Martins, a former GOP state senator, also said he remained hopeful the commission could “work through all the noise, whether that’s coming from Washington or from Albany, and put these maps together.” He and other Republican-appointed commissioners had lamented at the Sept. 15 public hearing, where they released the draft maps, that the commission didn’t try to reach a consensus.

“I’ve gone from being very hopeful to being supremely disappointed, but I’m keeping my hope that there is room for atonement,” said Ross Brady, another commission member who aligns with the Republicans.

Republicans are readying for a legal fight, presuming the maps will be drawn exclusively by the Democrats.

“Democrats have no interest in negotiating in good faith as evidenced by their Party’s leader Kathy Hochul’s comments she intends to gerrymander Democrats into power,” Nick Langworthy, the GOP state chairman, said in a written statement. “They are going to stonewall and drag this process out hoping New Yorkers aren’t paying attention so partisan legislators can draw their own maps. We intend to employ every legal and political tool in our arsenal to stop them and ensure New Yorkers are fairly represented.”

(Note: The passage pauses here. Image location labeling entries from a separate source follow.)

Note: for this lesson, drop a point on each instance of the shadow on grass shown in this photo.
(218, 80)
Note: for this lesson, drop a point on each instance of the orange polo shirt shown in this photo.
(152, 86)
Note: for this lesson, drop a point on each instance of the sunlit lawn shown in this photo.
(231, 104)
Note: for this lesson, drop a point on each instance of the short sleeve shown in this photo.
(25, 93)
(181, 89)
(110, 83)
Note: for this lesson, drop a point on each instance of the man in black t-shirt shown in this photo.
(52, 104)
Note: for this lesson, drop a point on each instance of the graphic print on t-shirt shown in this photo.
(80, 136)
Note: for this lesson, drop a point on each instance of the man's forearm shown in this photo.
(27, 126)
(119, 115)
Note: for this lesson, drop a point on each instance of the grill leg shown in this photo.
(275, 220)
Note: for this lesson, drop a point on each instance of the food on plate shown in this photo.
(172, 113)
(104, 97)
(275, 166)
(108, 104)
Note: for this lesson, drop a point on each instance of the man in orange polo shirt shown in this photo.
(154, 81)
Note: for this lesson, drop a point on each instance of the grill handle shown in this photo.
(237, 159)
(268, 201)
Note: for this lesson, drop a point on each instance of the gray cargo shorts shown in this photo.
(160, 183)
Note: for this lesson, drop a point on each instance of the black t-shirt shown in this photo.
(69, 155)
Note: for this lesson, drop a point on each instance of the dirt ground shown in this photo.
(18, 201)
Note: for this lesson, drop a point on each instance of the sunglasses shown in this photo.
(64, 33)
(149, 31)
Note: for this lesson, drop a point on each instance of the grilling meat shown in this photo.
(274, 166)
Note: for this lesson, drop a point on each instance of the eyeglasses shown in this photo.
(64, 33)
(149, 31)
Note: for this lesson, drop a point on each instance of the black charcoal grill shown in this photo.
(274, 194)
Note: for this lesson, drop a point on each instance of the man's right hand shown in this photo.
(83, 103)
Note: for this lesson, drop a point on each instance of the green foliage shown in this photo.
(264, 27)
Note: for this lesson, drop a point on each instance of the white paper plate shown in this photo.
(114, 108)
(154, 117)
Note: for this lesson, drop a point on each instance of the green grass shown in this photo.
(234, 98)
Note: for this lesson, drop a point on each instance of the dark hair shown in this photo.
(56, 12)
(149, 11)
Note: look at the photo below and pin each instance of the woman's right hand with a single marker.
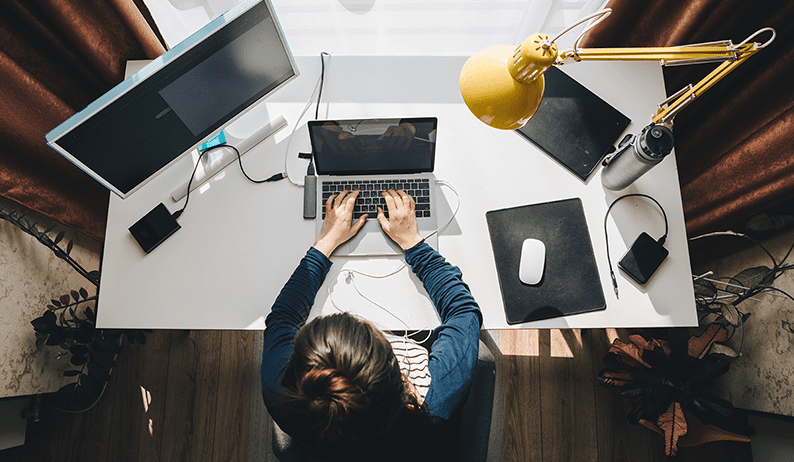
(401, 224)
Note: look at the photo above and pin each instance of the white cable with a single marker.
(295, 127)
(605, 12)
(455, 212)
(351, 272)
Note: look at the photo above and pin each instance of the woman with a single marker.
(335, 384)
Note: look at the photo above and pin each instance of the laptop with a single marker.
(374, 155)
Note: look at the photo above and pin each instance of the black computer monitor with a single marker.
(179, 100)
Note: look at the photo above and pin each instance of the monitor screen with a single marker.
(179, 100)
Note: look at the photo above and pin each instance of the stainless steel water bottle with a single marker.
(636, 155)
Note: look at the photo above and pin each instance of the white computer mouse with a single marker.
(533, 261)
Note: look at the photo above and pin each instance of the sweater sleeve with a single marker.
(288, 313)
(453, 355)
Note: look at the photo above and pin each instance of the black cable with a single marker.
(661, 240)
(276, 177)
(178, 213)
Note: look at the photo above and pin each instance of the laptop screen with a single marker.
(373, 146)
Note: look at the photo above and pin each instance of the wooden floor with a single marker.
(185, 396)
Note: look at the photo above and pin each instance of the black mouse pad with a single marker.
(570, 283)
(574, 125)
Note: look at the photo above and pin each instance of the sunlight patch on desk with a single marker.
(258, 324)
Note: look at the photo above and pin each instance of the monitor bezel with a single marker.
(150, 70)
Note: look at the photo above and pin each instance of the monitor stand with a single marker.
(221, 157)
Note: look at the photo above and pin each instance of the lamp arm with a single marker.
(730, 56)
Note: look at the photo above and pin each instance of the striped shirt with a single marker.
(413, 361)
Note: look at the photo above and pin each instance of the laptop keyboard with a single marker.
(371, 198)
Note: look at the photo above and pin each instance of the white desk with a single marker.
(240, 241)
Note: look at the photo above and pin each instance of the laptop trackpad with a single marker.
(371, 240)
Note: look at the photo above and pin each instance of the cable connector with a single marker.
(277, 176)
(614, 283)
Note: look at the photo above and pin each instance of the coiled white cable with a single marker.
(351, 272)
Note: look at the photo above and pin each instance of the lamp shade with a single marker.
(503, 85)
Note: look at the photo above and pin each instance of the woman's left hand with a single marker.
(337, 227)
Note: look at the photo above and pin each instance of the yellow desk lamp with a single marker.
(503, 86)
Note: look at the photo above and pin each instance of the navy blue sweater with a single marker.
(453, 354)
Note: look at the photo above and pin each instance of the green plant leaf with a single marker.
(699, 345)
(705, 289)
(79, 349)
(673, 424)
(750, 278)
(610, 378)
(731, 314)
(93, 276)
(720, 349)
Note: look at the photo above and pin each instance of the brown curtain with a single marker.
(56, 56)
(735, 144)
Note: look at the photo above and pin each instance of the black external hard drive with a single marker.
(154, 228)
(643, 258)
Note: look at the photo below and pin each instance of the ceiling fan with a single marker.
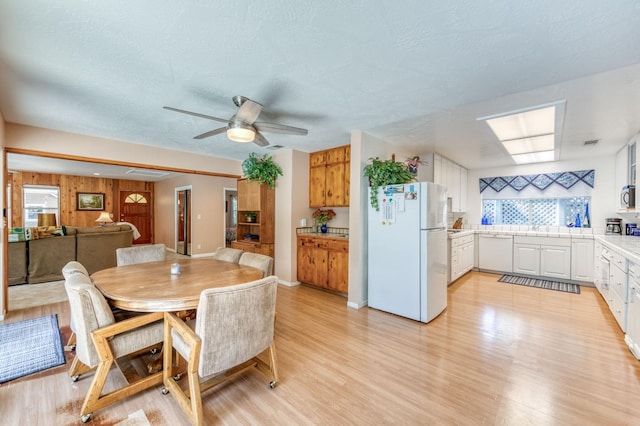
(243, 127)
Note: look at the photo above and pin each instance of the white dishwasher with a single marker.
(495, 252)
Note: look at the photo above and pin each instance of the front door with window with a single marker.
(135, 208)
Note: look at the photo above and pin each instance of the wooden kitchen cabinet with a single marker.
(256, 236)
(324, 262)
(329, 176)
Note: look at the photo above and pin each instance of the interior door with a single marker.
(135, 208)
(183, 221)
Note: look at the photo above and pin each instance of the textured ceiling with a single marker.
(414, 73)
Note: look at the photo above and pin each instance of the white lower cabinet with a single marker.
(617, 289)
(547, 257)
(461, 252)
(582, 261)
(495, 252)
(632, 338)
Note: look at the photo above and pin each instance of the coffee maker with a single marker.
(614, 226)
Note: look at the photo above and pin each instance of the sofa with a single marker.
(43, 258)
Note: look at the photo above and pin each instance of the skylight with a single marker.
(530, 135)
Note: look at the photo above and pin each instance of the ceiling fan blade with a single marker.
(222, 120)
(248, 111)
(260, 140)
(211, 133)
(279, 128)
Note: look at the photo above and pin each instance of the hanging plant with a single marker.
(261, 169)
(383, 173)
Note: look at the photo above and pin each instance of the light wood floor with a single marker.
(499, 354)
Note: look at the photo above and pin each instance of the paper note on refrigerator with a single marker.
(388, 211)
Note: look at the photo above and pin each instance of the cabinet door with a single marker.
(334, 185)
(312, 265)
(555, 261)
(305, 264)
(317, 186)
(467, 263)
(338, 271)
(582, 262)
(633, 319)
(526, 259)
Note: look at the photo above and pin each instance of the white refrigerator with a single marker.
(407, 251)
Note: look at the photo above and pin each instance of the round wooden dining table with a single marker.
(151, 287)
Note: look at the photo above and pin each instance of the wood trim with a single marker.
(114, 163)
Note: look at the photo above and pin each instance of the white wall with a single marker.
(52, 141)
(207, 211)
(603, 199)
(3, 228)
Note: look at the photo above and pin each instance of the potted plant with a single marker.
(261, 169)
(383, 173)
(323, 216)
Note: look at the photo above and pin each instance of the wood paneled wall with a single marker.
(69, 186)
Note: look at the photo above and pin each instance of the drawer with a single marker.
(342, 246)
(618, 261)
(324, 243)
(618, 282)
(618, 309)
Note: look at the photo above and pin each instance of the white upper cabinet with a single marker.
(452, 176)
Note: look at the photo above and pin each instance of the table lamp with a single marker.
(104, 218)
(47, 219)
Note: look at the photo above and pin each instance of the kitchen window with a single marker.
(39, 199)
(541, 211)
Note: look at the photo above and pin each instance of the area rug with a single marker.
(539, 283)
(135, 419)
(29, 346)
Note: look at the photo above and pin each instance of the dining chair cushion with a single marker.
(74, 267)
(228, 254)
(89, 311)
(101, 340)
(259, 261)
(234, 323)
(140, 254)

National Republicans are also crying foul over the specter of New York gerrymandering.

“They want the commission to fail so they have the opportunity to gerrymander the state,” said Adam Kincaid, executive director of the National Republican Redistricting Trust, which supports GOP interests in redistricting.

Democrats argue that they are simply moving to “fair lines” — a common term among anti-gerrymandering advocates — to better reflect underrepresented communities, which has the collateral effect of helping their candidates because those constituencies tend to vote for Democrats. Many point to Long Island, which has four congressional districts, none of which are majority-minority despite growing populations of Black and Latino residents there.

“My view has been that given what we’ve lived under, simply moving to fair lines will benefit the Democrats,” Gianaris said.

Kelly Ward, president of Holder’s group, the National Democratic Redistricting Committee, also contended that Democrats won’t need to gerrymander to pick up seats in New York and elsewhere.

“In Democratic states, if those maps are drawn fairly, Democrats should pick up seats because population growth … is happening because of growth in minority communities that are less rural and more diverse,” she said. “We don’t have to cheat and push the envelope, Republicans are swimming upstream against the data.”

Whether New York Democrats can withstand the temptation to gerrymander beyond that to aid their party’s House chances and blunt expected gerrymanders by Republicans elsewhere remains to be seen.

“At the end of the day, you can create all the standards in the world,” Horner said. “You need experts who don’t have an ax to grind.”